The majority (Asplin LJ and Nugee LJ) held that the authorities did not support the "bright line" approach adopted by the High Court to the treatment of controverted and uncontroverted expert evidence: there was no rule that an uncontroverted expert's report which complied with CPR PD 35 cannot be rejected by the judge. Instead, it required a more nuanced approach, and all depended on the circumstances of the case, the nature of the report itself and the purposes for which it was being used in the claim.
However, the court noted that, where the evidence was that of a joint expert, which went to the relevant issues and contained logical conclusions, it was very hard to see that it could be successfully challenged. The same had to be true if there were two experts who had produced coherent reports covering the relevant issues and who were agreed. Only rarely should expert evidence be rejected in those circumstances and cogent reasons should be given.
The majority also found that, although CPR PD 35 did not state expressly that reasons were necessary in an expert's report, save where there was a range of opinion, it was clear from previous cases and as a matter of common sense that, if the court was to be satisfied as to the conclusion reached, or in a case like this one, that the evidence was sufficient to enable the claimant to satisfy the burden of proof in relation to causation, some chain of reasoning supporting the conclusion was necessary, even if short.
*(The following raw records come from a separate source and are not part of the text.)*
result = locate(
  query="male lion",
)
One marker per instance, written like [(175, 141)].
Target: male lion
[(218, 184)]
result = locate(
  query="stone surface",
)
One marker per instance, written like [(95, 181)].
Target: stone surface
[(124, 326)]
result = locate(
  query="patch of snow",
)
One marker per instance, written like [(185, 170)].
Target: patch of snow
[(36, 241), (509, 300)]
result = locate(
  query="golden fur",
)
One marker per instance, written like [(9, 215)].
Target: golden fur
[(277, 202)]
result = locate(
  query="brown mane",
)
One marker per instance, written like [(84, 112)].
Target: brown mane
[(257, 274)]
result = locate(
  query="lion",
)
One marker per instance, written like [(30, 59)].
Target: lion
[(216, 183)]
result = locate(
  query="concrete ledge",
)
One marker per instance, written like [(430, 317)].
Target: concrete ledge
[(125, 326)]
Mr Griffiths argued on appeal that TUI should not have been allowed to challenge Professor Pennington's report only in closing submissions, and that instead, if a party wished to criticise an expert's reasoning, they should avail themselves of all the means available under the CPR and either put in contrary evidence and/or put the points to the expert in cross-examination. In short, he contended that a party should not be allowed to sidestep those procedures, and in particular, sidestep cross examination, in order to avoid answers they do not want to hear. The majority disagreed. In their view, there was nothing inherently unfair in seeking to challenge expert evidence in closing submissions, even where contrary evidence had not been adduced and the expert had not been cross-examined. Provided an expert's veracity was not being challenged, a party could reserve its criticisms of a report until closing submissions if it wished. A defendant was entitled to submit that the case or an essential element of it had not been proved to the required standard, and could not be prevented from doing so because some of the evidence was contained in an uncontroverted report.
Consequently, the majority concluded that, even though TUI had not called any expert evidence of its own, or required Professor Pennington to attend for cross-examination, counsel for TUI was not precluded from making submissions as to the inadequacy of the reasoning in his report, and the first instance judge was not only entitled but right to examine that reasoning to see what weight to ascribe to his opinion, and whether the case had been proved, and to conclude that the evidence was insufficient to satisfy the burden of proof.